Here, belatedly, are my discussion questions for tomorrow. Also, I have a separate blog at this address: http://blog-o-nator.blogspot.com/
Not much activity there thusfar, but it will grow for sure.
Without further ado...
1. To what extent is a/the digital divide its own thing as opposed to a manifestation of a pre-existing divide in society? For instance, wealthy people already conducted more banking and did more trading of stocks, bonds, etc., and now they do it more online; men already read the sports page more, and now they do that more online; etc. In general, those with more economic resources have used, and likely will continue to use, those resources to perpetuate their comparative advantages. With computers, the economically advantaged not only own them more, but the quality of their machines is superior and they have more and greater programs installed (and really, your computer is nothing without the programs you can buy and put on it; MS Word is just scratching the surface).
2. Among kids whose primary access to computers is at school, what is their “staying power,” i.e., when they leave school do they continue to use computers? At the library? Or do they buy their own? Are data available that would allow us to answer this? I think this question is especially relevant w/r/t socio-economic classes whose numbers are way behind until their access at school is taken into account. I suspect that allows the authors of this report to cast a more optimistic spin on the decreasing inequality shown by their data. (I don't buy the unbridled optimism expressed, for instance, in the intro blurb by the Commerce Secretary, Donald Evans.)
3. This is an extension of question #2: Does chapter 5 make too much of the claim that schools close the gap between kids with and kids without computers in their homes? For instance, figure 5-6 shows that among kids age 10-17 in the lowest income range, 80.7% have access to computers in schools, while kids in the highest income range are a comparable 88.7%. But I can’t help thinking about the quality of the machines in schools in wealthy communities vs. those in poorer schools. (There may be computers in Beverly Hills High School and Compton High School, but it’s far more likely that the ones in Beverly Hills are fast and have Adobe Photoshop, Premiere, Dreamweaver, Autocad-lite, etc.) As I mentioned in #1, other than connection speed, I think this report glosses over the variation among technologies. A pencil is always a pencil, but an Apple IIe is not a G4.

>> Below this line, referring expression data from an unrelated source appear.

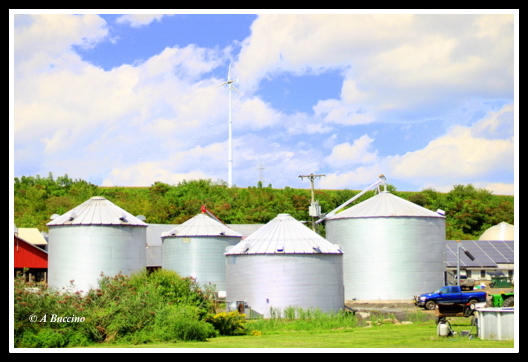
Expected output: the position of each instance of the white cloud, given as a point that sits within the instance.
(390, 61)
(138, 20)
(461, 155)
(345, 154)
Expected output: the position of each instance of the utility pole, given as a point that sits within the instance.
(314, 210)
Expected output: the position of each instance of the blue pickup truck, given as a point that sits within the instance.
(449, 294)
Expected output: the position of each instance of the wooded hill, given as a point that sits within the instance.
(469, 211)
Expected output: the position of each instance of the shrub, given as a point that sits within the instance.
(229, 324)
(141, 308)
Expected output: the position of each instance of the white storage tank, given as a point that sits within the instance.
(196, 249)
(93, 238)
(394, 249)
(285, 264)
(496, 323)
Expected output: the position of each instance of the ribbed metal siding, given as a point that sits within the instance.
(199, 257)
(284, 280)
(82, 252)
(390, 257)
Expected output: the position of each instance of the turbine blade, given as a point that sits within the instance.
(233, 87)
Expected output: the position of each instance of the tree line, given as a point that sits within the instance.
(469, 211)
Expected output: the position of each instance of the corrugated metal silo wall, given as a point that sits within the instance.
(82, 252)
(283, 280)
(199, 257)
(387, 258)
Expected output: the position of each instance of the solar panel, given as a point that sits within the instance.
(486, 253)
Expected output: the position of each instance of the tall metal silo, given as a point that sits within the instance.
(93, 238)
(285, 264)
(394, 249)
(196, 249)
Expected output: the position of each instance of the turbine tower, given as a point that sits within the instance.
(231, 87)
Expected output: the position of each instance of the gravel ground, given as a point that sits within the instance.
(399, 310)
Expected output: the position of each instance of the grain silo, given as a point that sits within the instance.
(394, 249)
(502, 231)
(285, 264)
(196, 249)
(93, 238)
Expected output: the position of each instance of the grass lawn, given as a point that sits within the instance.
(389, 336)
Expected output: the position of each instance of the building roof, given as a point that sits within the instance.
(97, 211)
(487, 253)
(385, 204)
(501, 231)
(201, 225)
(31, 235)
(284, 235)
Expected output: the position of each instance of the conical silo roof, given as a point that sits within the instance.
(201, 225)
(385, 204)
(501, 231)
(97, 211)
(284, 235)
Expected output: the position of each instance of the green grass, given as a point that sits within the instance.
(419, 335)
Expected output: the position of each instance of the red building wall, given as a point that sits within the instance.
(29, 256)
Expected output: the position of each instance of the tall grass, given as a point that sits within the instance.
(299, 319)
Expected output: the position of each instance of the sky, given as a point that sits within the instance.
(129, 99)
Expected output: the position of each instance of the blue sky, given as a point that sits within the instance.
(127, 100)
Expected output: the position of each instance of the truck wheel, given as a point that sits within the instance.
(430, 305)
(508, 302)
(473, 301)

I am also skeptical that having access to computers at school is comparable to having a computer in the home. The report distorts the difference by repeatedly adding numbers for school-access and home-access and claiming that the resulting number reflects a similar level of experience with computers even though one group may have 50% access through school alone while another has 90% access to computers in their home. These considerations may dampen the reports claim (p. 87) of a trend toward lower inequality.
See you all tomorrow, or, uh, later today.